I have a problem in XSLT that I simply do not know how to solve. 

Perhaps someone smarter than me can show their stuff.

Suppose you have a document such as the following:

<root>
   <section type="foo">
      <a>Text 1</a>
      <a type="bar">Mixed Content
         <b type="foo">Text 2</b>
         <b>Mixed Content
              <c>Text 3</c>
              <c type="bar">Text 4</c>
         </b>
      </a>
   </section>
</root>

The root tag can contain any number of section type tags.  
Section and single letter tags a-z support the type attribute 
which can be any string value.
Further suppose that the schema allows section tags to 
contain any single letter tag a-z. Also any single letter tag 
a-z may contain any combination and number of single letter 
tags a-z.
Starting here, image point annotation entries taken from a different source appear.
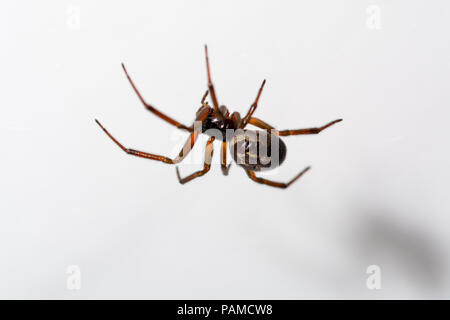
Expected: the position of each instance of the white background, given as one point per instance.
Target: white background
(377, 192)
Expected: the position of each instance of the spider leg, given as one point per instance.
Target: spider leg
(260, 124)
(281, 185)
(252, 107)
(223, 157)
(308, 130)
(204, 97)
(211, 88)
(186, 148)
(155, 111)
(207, 164)
(263, 125)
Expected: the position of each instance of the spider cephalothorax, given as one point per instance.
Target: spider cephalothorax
(254, 150)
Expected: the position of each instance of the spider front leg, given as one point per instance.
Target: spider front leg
(223, 157)
(153, 110)
(187, 147)
(206, 166)
(281, 185)
(263, 125)
(253, 107)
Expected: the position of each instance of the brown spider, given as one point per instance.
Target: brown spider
(245, 145)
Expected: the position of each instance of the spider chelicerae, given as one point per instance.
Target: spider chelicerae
(254, 150)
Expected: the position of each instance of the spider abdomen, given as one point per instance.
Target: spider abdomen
(257, 150)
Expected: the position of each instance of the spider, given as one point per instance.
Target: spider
(218, 118)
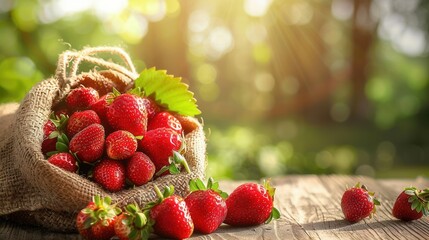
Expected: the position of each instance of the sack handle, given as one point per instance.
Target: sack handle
(77, 57)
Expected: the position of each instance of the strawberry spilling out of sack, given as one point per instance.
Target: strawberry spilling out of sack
(171, 216)
(122, 139)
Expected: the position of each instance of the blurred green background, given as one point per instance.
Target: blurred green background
(285, 86)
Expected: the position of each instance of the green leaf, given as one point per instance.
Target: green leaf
(140, 220)
(173, 169)
(168, 91)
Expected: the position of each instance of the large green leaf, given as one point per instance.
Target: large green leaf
(169, 91)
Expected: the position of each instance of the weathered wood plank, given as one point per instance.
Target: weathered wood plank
(310, 207)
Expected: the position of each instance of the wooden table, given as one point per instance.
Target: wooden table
(310, 207)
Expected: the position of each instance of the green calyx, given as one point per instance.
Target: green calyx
(275, 213)
(167, 91)
(373, 199)
(62, 145)
(168, 191)
(176, 161)
(103, 212)
(138, 221)
(197, 185)
(419, 199)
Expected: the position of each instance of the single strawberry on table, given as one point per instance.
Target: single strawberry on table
(125, 113)
(411, 204)
(88, 144)
(81, 98)
(139, 169)
(65, 161)
(110, 174)
(207, 205)
(251, 204)
(358, 203)
(133, 224)
(80, 120)
(171, 215)
(96, 221)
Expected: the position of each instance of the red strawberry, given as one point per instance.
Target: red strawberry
(51, 130)
(151, 107)
(65, 161)
(80, 120)
(121, 145)
(171, 215)
(100, 107)
(97, 220)
(140, 169)
(165, 120)
(251, 204)
(125, 113)
(411, 204)
(88, 144)
(133, 224)
(110, 174)
(159, 145)
(62, 111)
(81, 98)
(206, 205)
(357, 203)
(189, 124)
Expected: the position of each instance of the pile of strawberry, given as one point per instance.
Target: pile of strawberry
(172, 216)
(118, 139)
(358, 203)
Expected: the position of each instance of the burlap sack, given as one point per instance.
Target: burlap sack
(36, 192)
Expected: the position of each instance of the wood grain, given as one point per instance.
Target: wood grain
(310, 207)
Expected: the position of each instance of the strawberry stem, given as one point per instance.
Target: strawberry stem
(158, 192)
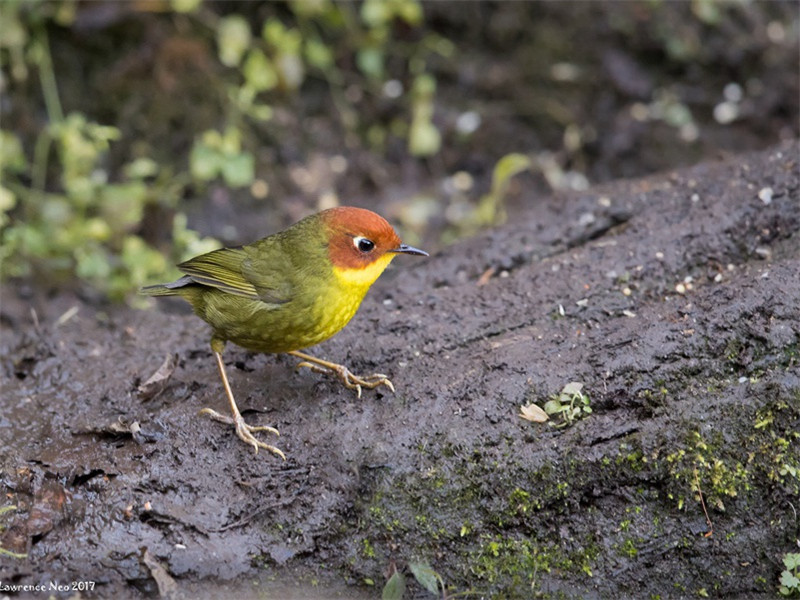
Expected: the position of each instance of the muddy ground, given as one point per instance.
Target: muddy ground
(674, 299)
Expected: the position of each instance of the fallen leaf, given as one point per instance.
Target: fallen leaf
(167, 587)
(531, 412)
(158, 380)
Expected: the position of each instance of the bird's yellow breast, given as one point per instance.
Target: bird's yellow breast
(352, 285)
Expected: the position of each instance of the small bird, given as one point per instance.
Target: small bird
(289, 291)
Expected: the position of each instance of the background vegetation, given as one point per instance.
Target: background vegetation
(137, 134)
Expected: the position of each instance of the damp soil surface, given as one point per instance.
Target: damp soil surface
(674, 300)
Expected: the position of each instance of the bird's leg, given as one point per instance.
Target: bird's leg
(243, 430)
(350, 380)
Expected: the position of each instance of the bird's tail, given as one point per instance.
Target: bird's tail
(166, 289)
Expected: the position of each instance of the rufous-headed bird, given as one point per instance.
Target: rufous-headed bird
(289, 291)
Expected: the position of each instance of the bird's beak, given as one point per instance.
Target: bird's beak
(406, 249)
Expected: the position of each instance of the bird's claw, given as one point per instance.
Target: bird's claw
(245, 431)
(349, 379)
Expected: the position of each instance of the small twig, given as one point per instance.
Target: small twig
(710, 531)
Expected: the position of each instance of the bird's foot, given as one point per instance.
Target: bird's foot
(245, 431)
(343, 374)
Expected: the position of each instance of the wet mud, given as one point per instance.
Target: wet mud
(674, 300)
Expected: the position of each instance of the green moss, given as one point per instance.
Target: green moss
(367, 550)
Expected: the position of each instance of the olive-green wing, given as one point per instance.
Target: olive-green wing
(245, 271)
(221, 269)
(271, 271)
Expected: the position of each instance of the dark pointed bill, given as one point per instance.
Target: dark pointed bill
(406, 249)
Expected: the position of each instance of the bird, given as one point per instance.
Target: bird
(286, 292)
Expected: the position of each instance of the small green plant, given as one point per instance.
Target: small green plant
(571, 404)
(790, 576)
(3, 551)
(428, 578)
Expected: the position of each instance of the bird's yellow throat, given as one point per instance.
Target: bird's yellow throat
(365, 276)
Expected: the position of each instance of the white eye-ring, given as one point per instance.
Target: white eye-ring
(362, 244)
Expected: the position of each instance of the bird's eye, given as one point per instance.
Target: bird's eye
(363, 244)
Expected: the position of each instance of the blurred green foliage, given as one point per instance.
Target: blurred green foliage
(68, 211)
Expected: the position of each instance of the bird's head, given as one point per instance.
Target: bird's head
(361, 244)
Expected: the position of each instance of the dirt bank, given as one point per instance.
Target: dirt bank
(674, 300)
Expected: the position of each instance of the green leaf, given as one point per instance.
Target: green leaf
(789, 580)
(233, 39)
(506, 168)
(258, 71)
(370, 62)
(204, 162)
(239, 170)
(394, 588)
(792, 560)
(423, 139)
(318, 54)
(425, 576)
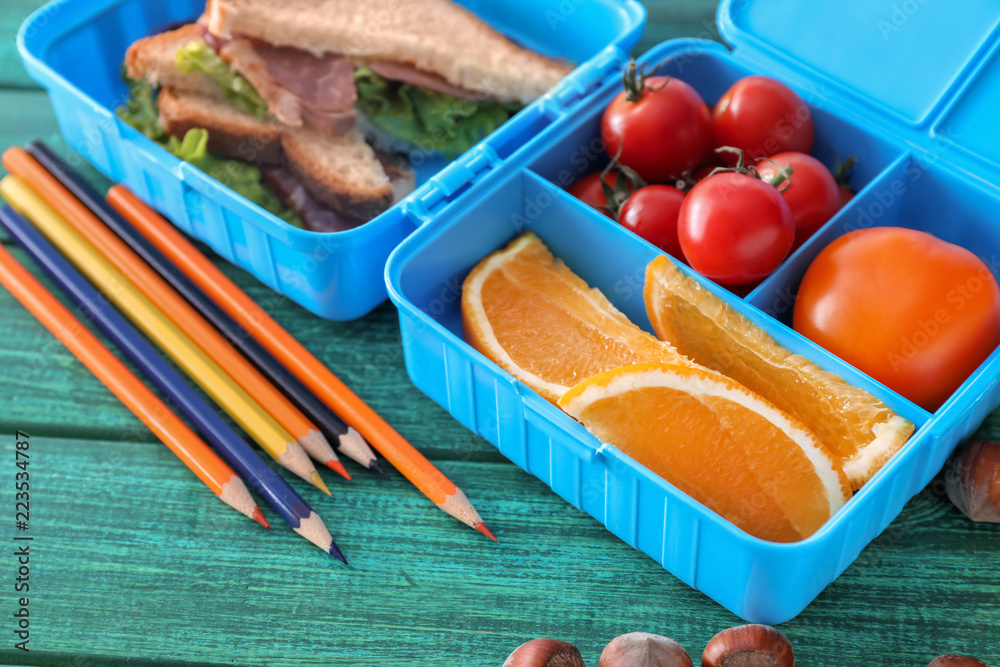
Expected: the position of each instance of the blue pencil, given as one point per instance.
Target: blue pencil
(213, 428)
(345, 438)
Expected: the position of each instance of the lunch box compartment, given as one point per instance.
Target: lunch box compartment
(892, 139)
(425, 277)
(75, 49)
(577, 149)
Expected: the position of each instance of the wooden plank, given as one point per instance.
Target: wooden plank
(669, 19)
(12, 15)
(118, 576)
(367, 355)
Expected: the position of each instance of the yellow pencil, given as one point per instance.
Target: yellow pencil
(251, 417)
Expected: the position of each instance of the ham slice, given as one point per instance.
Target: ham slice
(316, 216)
(297, 86)
(401, 72)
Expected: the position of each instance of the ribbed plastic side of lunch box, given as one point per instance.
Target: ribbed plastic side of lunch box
(75, 49)
(901, 182)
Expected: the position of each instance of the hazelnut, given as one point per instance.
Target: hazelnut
(545, 653)
(641, 649)
(953, 660)
(749, 646)
(973, 481)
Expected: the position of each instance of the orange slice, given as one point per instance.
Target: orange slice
(850, 422)
(718, 442)
(525, 310)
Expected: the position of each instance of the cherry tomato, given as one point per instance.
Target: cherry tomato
(916, 313)
(588, 190)
(735, 229)
(812, 192)
(762, 116)
(666, 129)
(652, 212)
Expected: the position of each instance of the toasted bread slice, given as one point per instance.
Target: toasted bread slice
(342, 172)
(435, 36)
(231, 132)
(155, 60)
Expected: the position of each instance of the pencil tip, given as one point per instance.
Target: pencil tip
(481, 527)
(374, 465)
(319, 483)
(338, 468)
(335, 552)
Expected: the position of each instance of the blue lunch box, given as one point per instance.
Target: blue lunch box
(919, 120)
(75, 49)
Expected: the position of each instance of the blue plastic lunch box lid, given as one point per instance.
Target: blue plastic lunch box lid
(939, 99)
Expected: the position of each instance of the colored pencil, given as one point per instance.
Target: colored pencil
(20, 163)
(213, 428)
(199, 367)
(331, 425)
(400, 453)
(171, 431)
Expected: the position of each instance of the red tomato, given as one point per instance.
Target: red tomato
(665, 131)
(652, 212)
(762, 116)
(812, 194)
(916, 313)
(735, 229)
(588, 190)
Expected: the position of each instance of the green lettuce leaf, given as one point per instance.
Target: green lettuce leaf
(243, 178)
(198, 56)
(140, 110)
(429, 119)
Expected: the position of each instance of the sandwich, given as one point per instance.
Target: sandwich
(327, 99)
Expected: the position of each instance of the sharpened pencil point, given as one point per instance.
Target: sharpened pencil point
(481, 527)
(319, 483)
(374, 465)
(338, 468)
(335, 552)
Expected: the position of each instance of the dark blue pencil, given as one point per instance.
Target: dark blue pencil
(345, 439)
(213, 428)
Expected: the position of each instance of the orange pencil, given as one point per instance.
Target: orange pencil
(174, 307)
(404, 456)
(171, 431)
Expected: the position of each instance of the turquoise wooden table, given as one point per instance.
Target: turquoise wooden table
(177, 578)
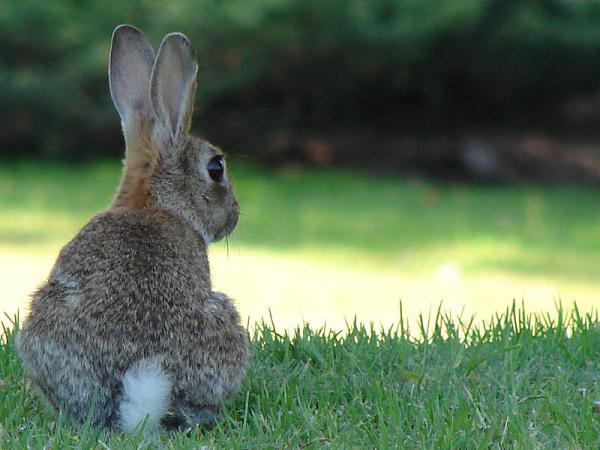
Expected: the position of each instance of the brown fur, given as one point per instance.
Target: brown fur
(134, 283)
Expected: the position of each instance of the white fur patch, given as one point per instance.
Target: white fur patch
(146, 395)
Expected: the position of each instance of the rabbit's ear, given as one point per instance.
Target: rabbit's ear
(129, 71)
(173, 84)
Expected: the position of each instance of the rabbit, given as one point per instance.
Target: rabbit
(127, 330)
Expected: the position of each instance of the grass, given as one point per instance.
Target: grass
(520, 381)
(319, 246)
(324, 246)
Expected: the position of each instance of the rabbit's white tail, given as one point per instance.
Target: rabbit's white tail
(146, 395)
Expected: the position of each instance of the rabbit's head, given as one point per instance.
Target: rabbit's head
(165, 166)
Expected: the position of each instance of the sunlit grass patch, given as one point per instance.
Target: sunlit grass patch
(324, 246)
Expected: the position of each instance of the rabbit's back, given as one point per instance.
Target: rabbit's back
(128, 287)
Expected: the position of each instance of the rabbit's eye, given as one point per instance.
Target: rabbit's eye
(216, 168)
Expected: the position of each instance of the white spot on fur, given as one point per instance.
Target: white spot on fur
(146, 395)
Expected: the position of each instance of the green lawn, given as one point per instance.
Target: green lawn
(383, 222)
(325, 246)
(518, 382)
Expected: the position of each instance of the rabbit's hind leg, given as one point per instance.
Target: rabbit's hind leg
(66, 379)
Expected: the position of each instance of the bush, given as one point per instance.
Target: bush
(312, 63)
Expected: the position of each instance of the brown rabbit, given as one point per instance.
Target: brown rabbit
(127, 327)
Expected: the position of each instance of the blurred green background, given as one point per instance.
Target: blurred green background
(383, 151)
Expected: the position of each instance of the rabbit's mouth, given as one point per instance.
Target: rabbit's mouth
(230, 223)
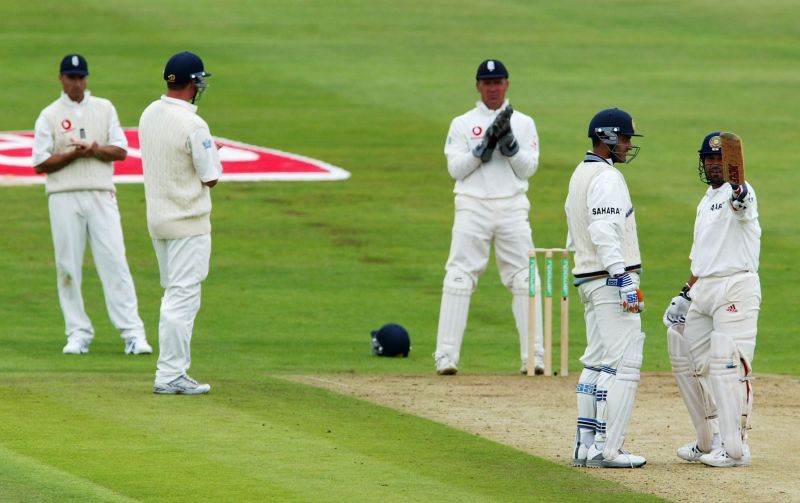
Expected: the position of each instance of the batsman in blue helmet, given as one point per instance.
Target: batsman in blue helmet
(602, 233)
(712, 322)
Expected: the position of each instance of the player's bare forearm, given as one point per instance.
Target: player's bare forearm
(56, 161)
(109, 153)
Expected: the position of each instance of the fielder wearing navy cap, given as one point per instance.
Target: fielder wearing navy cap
(491, 69)
(74, 64)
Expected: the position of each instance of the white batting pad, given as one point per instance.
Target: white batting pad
(452, 323)
(519, 305)
(694, 388)
(586, 392)
(621, 395)
(728, 377)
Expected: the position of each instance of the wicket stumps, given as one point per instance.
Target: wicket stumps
(548, 309)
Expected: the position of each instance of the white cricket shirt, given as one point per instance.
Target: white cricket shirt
(725, 241)
(502, 176)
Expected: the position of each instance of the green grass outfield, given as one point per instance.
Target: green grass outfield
(301, 272)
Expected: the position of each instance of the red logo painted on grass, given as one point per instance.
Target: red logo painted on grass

All single letter tags support mixed content as well.

How is it possible using XSLT to convert the document to one 
such as the following.

<root>
   <type name="foo">
      <section type="foo" tag-id="001">
         <a tag-id="002">Text 1</a>
      </section>
   </type>
   <type name="bar">
      <section tag-cont="001">
         <a tag-cont="002">
            <b tag-id="003">Text 2</b>
            <b tag-id="004">Mixed Content
                <c>Text 3</c>
            </b>
         </a>
      </section>
   </type>
   <type name="foo">
      <section tag-cont="001">
         <a tag-cont="002">
            <b tag-cont="004">
                <c tag-id="005">Text 4</c>
            </b>
         </a>
      </section>
   </type>
</root>

The idea is that wherever a tag appears with a type attribute 
in the source document, that tag and the tags that follow 
appear in a well formed structure wrapped by a "type" tag in 
the target document, thus whenever a new type attribute is 
encountered on a tag, we close everything up to a 
pre-determined certain stopping point somewhere before the 
top such as the child of root in this case, and then we 
re-open duplicates of everything, and continue on with the processing.

Examining the above source and target example should give you 
a clearer idea.  Also, for anything we re-open from the 
previous we tie to the previous as a continuation by adding 
an tag-id attribute to the original tag, and a tag-cont 
attribute to the subsequent continuation.

I think it is fairly trivial to write a transform that goes 
from the latter to the former, but I can think of no way to 
go from the former to the latter. 

For those of you thinking this is a trivial exercise consider 
the real world application of translating DocBook XML or 
similar schemas into XSL-FO.

Anyone out there up for a challenge?